Antigamente submersas nos tempos pré-históricos dos grandes lagos, estas formações ricas em sulfato de cálcio e gesso foram moldadas há mais de 23 milhões de anos pelos movimentos da crosta terrestre e, após a sua emersão, pela chuva e pelo vento. Circunscrito por cordilheiras, é o constatar da célebre frase de Lavoisier: “Na natureza nada se cria, nada se perde, tudo se transforma”. Toda a água que atinge esta superfície é proveniente de chuvas (raras) ou do degelo da neve acumulada nos vulcões e montes adjacentes, não tendo possibilidade de escoamento. Estamos no deserto mais árido do mundo, em que não se verifica mais que 12% de humidade. Em algumas das suas zonas, não se detectou a ocorrência de chuva por mais de 200 anos! Por esse motivo, após a evaporação é possível encontrar terrenos extremamente salgados e, inclusive, blocos de sal.

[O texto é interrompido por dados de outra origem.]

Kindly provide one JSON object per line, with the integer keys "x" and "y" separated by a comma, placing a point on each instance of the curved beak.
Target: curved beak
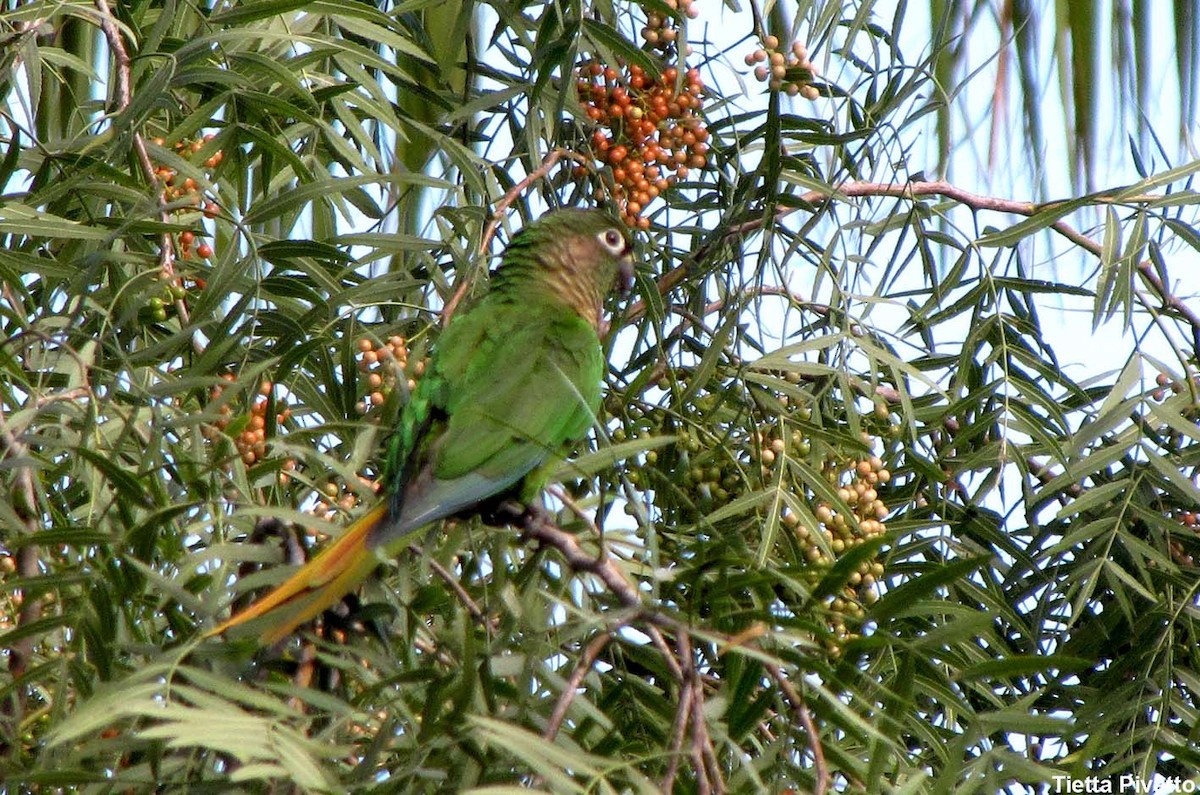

Uma da suas zonas foi até 1985 sujeita à exploração e extracção de sal, tendo aqui vivido famílias durante cerca de 50 anos e cujas casas eram feitas de blocos extraídos das minas. Para se aquecerem usavam a llareta, um denso arbusto que cresce a mais de 4 mil metros de altura e com grande potencial combustível (um pedaço do tamanho de um punho pode arder durante 6 horas!). Devido à sua elevada procura e ao facto de só crescer 1mm por ano, é hoje em dia considerada uma espécie protegida no Chile.

Vulcão Licancabur
“As três Marias”
Ciclistas a percorrer os campos desérticos
Valle de la Muerte
linhas de sedimentação (o Homem a fornecer uma pequena ideia das dimensões deste local!)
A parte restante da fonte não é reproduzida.